= Scottish Informatics and Computer Science Alliance =

Consortium of Scottish universities involved in computer science research and education

The Scottish Informatics and Computer Science Alliance (SICSA) is a "research pool" funded by the Scottish Funding Council. A research pool is a collaboration of Scottish university departments whose broad objective is to create a coherent research community that will improve the quality of research carried out in Scotland in the pool-related discipline.

SICSA's goals are to improve the quality of research in informatics and computer science across universities in Scotland, to promote the transfer of research results to benefit companies and the public sector in Scotland and to create a university community that represents all aspects of Scottish Informatics and Computer Science.

SICSA was launched in December 2008 and is funded with an award of £14.5 million from the Scottish Funding Council with SICSA member universities providing matching funding. It is managed by the SICSA Executive which is composed of: Director of Research (who is also the SICSA Director), the Director of the SICSA Graduate Academy, the Director of Knowledge Exchange, the Director of Education, the SICSA Executive Officer and the SICSA Executive Assistant.

== Membership ==
SICSA has adopted an inclusive membership policy and all universities in Scotland that have computer science or informatics departments/schools are eligible to be members of SICSA. In April 2013, the following departments/schools were SICSA members.

1. University of Aberdeen. Department of Computing Science
2. University of Abertay. School of Computing and Engineering Systems & Institute of Arts, Media and Computer Games
3. University of Dundee. School of Computing
4. University of Edinburgh. School of Informatics
5. Edinburgh Napier University. Institute for Informatics & Digital Innovation
6. University of Glasgow. School of Computing Science
7. Glasgow Caledonian University. School of Engineering and Computing
8. Heriot-Watt University. School of Mathematical and Computer Sciences
9. The Robert Gordon University. School of Computing
10. University of St Andrews. School of Computer Science
11. University of Stirling. Department of Computer Science and Mathematics
12. University of Strathclyde. Department of Computer and Information Sciences
13. University of the West of Scotland. School of Computing
14. University of the Highlands and Islands. School of Computing

== Research themes ==
SICSA's research activities are organized around four broad research themes
- Next-generation Internet
- Complex Systems Engineering
- Modelling and Abstraction
- Multi-modal Interaction
Each research theme is managed by a theme leader and organizes workshops and events for the computer science research community across Scotland.

== SICSA staff appointments ==
To help achieve its goal of improving research quality, SICSA has funded the appointment of 30 academic staff across Scottish universities. Appointments have been made in Edinburgh, Glasgow, St Andrews, Stirling, Strathclyde, Abertay and Aberdeen Universities.

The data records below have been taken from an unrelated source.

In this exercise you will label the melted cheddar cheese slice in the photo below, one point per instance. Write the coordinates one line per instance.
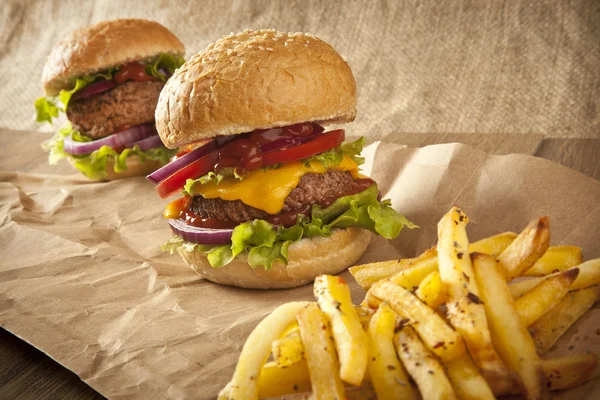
(267, 189)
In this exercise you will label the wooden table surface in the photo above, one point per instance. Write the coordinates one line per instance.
(26, 373)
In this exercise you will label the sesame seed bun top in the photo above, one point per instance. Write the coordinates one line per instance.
(105, 45)
(255, 80)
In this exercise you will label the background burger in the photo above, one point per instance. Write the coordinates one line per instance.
(270, 197)
(107, 79)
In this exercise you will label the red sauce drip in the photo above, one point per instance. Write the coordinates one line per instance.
(199, 222)
(244, 153)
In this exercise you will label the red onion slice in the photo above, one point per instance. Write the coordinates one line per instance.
(115, 140)
(174, 166)
(200, 235)
(93, 89)
(148, 143)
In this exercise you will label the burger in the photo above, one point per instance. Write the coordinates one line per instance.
(107, 79)
(271, 196)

== The SICSA Graduate Academy ==
The SICSA Graduate Academy (SGA) is an international graduate school in informatics and computer science. It provides funding for PhD students, supports graduate training and summer schools and runs a Distinguished Visitor scheme which supports visits from distinguished computer scientists to Scotland. The SGA runs an annual conference for all PhD students working in computer science and informatics in Scotland.

=== SICSA Prize studentships ===
SICSA has made available 80 prize studentships for PhD study in Scotland to students from around the world, with the aim of attracting the research leaders of the future to work in Scotland.

=== SICSA summer schools ===
SICSA provides support for PhD students in Scotland to attend international summer school and sponsors up to 3 international summer schools per year for PhD students in Scotland. Nine summer schools have been sponsored in Scottish universities between June 2009 and August 2012.

=== SICSA Distinguished Visitor Scheme ===
The aim of the SICSA Distinguished Visitor scheme is to provide support for excellent researchers from around the world to interact with the Scottish Computer Science and Informatics research community.

== Interaction with industry ==
SICSA interacts extensively with local industry in Scotland with a view to transferring technology and informing the industrial community of informatics and computer science research in Scotland. An annual "Demofest" is organized that showcases Scottish University research. Specific projects with industry are concerned with smart tourism and migrating high-value software services to the cloud.

In 2013, SICSA developed a portfolio of funding mechanisms which have the specific aim of increasing exchanges between academics and industry. These mechanisms include: SICSA Postgraduate Industry Internship Program; SICSA Early Career Industry Fellowship; SICSA Distinguished Industrial Visitors Fellowship; SICSA Elevate - Incubator Program; SICSA Proof of Concept Program; SICSA Team Based Industrial Placements Program.

== Computer science education ==
Uniquely amongst the SFC research pools, SICSA has extended its remit to include education as well as research. The aim of this move is to allow SICSA to become the single representative body for all aspects of university informatics/computer science research and education in Scotland.

SICSA maintains information about undergraduate and postgraduate taught courses in Scotland for potential students and provides information for industry on opportunities for graduate recruitment.